This work addresses cross-dataspace interoperability for policy conflict detection in ODRL, providing a formal framework with sound guarantees, but it is incremental as it builds on existing ODRL semantics.

The paper tackled the problem of detecting conflicts in ODRL policies due to unspecified external domain knowledge, by presenting a denotational semantics that maps constraints to knowledge-base concepts and reduces conflict detection to denotation intersection with sound three-valued verdicts. The result was validated with 154 benchmarks across diverse knowledge bases, showing agreement between theorem provers and revealing that exclusive composition requires stronger axioms.

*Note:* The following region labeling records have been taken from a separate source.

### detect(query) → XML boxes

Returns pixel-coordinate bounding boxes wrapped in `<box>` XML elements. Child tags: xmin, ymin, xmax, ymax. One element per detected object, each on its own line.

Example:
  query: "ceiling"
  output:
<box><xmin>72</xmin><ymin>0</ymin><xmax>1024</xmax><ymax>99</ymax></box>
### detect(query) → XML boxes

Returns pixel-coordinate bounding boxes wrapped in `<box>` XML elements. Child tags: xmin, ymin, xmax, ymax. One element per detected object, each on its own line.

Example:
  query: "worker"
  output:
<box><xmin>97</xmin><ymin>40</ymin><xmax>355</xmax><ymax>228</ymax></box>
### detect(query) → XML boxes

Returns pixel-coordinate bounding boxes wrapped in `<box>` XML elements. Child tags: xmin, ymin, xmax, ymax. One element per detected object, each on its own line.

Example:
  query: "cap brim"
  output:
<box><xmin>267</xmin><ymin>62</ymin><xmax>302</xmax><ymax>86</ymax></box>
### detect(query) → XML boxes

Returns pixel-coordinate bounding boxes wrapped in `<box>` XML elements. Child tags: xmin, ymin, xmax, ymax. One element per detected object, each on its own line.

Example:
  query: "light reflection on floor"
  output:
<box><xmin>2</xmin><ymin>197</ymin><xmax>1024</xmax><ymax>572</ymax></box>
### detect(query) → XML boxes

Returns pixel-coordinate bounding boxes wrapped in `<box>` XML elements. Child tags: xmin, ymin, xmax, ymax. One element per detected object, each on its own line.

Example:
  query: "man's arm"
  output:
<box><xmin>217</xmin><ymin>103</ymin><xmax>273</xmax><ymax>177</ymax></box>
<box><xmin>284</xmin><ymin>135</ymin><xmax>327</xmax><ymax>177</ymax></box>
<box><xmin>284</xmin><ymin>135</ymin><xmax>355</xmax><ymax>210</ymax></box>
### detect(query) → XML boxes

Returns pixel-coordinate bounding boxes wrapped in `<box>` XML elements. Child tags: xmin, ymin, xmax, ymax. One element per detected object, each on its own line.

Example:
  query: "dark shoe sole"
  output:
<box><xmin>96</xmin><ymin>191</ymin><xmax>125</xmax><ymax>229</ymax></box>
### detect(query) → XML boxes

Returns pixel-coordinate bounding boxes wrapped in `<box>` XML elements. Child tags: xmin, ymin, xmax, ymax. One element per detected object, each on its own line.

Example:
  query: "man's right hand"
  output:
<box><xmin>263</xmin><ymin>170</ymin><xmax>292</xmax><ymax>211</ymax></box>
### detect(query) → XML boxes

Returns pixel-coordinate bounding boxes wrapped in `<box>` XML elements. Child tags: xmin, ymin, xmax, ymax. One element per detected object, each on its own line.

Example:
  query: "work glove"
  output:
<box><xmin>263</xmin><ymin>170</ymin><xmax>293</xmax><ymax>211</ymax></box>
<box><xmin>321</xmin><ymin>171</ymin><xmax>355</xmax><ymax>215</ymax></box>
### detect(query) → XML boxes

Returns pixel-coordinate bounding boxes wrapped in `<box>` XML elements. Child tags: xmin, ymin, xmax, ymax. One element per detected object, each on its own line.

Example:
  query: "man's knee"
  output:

ODRL's six set-based operators -- isA, isPartOf, hasPart, isAnyOf, isAllOf, isNoneOf -- depend on external domain knowledge that the W3C specification leaves unspecified. Without it, every cross-dataspace policy comparison defaults to Unknown. We present a denotational semantics that maps each ODRL constraint to the set of knowledge-base concepts satisfying it. Conflict detection reduces to denotation intersection under a three-valued verdict -- Conflict, Compatible, or Unknown -- that is sound under incomplete knowledge. The framework covers all three ODRL composition modes (and, or, xone) and all three semantic domains arising in practice: taxonomic (class subsumption), mereological (part-whole containment), and nominal (identity). For cross-dataspace interoperability, we define order-preserving alignments between knowledge bases and prove two guarantees: conflicts are preserved across different KB standards, and unmapped concepts degrade gracefully to Unknown -- never to false conflicts. A runtime soundness theorem ensures that design-time verdicts hold for all execution contexts. The encoding stays within the decidable EPR fragment of first-order logic. We validate it with 154 benchmarks across six knowledge base families (GeoNames, ISO 3166, W3C DPV, a GDPR-derived taxonomy, BCP 47, and ISO 639-3) and four structural KBs targeting adversarial edge cases. Both the Vampire theorem prover and the Z3 SMT solver agree on all 154 verdicts. A key finding is that exclusive composition (xone) requires strictly stronger KB axioms than conjunction or disjunction: open-world semantics blocks exclusivity even when positive evidence appears to satisfy exactly one branch.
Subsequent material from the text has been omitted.